M. Aymeri de Montesquiou. Madame le ministre, je vous félicite d’avoir commandé ce rapport qui sera très précieux. (Mme la ministre du commerce extérieur fait passer un exemplaire du rapport à l’orateur.) Merci beaucoup, madame le ministre !
Je suis très heureux que le Kazakhstan n’ait pas échappé à votre sagacité. Toujours est-il que, dans les listes que j’ai consultées, ce pays ne figure pas parmi les pays cibles au titre de « mieux vivre en ville ». Or, je le répète, la ville d’Astana a été choisie pour accueillir en 2017 une exposition internationale sur ce thème. Le Kazakhstan doit donc être ajouté à cette liste, d’autant que c’est un pays plein d’avenir. Je suis certain que les produits français, de très haute qualité, y trouveront leur place, ainsi que beaucoup d’entreprises françaises.
Mme la présidente. La parole est à M. Claude Bérit-Débat.
M. Claude Bérit-Débat. Madame la présidente, madame la ministre, mes chers collègues, que notre balance commerciale soit indéfiniment déficitaire n’est pas une fatalité.
Pour revenir à l’équilibre hors énergie d’ici à cinq ans, alors que notre déficit s’est élevé à 70 milliards d’euros l’an dernier, nous avons besoin d’une politique volontariste. C’est cette politique que vous conduisez, madame la ministre, grâce à une stratégie de reconquête qui s’appuie sur les forces de notre tissu industriel et sur nos entreprises les plus innovantes.
Dans cette perspective, vous avez récemment conclu un partenariat avec les régions, qui se sont engagées à mettre en place, dès le premier trimestre de l’année 2013, des plans régionaux pour l’internationalisation des entreprises, les PRIE, dont elles seront les chefs de file.

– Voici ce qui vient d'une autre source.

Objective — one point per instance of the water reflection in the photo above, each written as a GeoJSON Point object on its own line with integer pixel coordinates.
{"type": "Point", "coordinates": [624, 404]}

Il s’agit de mettre en place des guichets uniques et des actions unifiées au service des entreprises, afin notamment de faire progresser de 10 000 en trois ans le nombre des PME et des ETI exportatrices.
Reste que ces plans ne seront efficaces que si nous parvenons à nous doter d’une organisation institutionnelle préservant le lien de proximité si nécessaire dans ce domaine. Des initiatives existent déjà en matière de détection, d’information, de diagnostic et d’aide logistique à l’export. Comment s’inscriront-elles dans les futurs PRIE ?
Pour ne prendre qu’un exemple, je signale qu’une convention régionale de l’export a été conclue en 2011 en Aquitaine, où la chambre de commerce et d’industrie régionale – CCIR – a institué un guichet unique de l’export régional et finance déjà certaines actions. Les premiers résultats de ce dispositif sont encourageants. Nous devons donc éviter la redondance institutionnelle et préserver le savoir-faire et l’expérience déjà acquis.
Madame la ministre, je soutiens sans réserve vos mesures et je suis d’accord avec vous sur le rôle moteur que doivent jouer les régions. Je souhaiterais seulement savoir de quelle manière vous entendez articuler les futurs PRIE avec les initiatives qui existent déjà. (Applaudissements sur les travées du groupe socialiste.)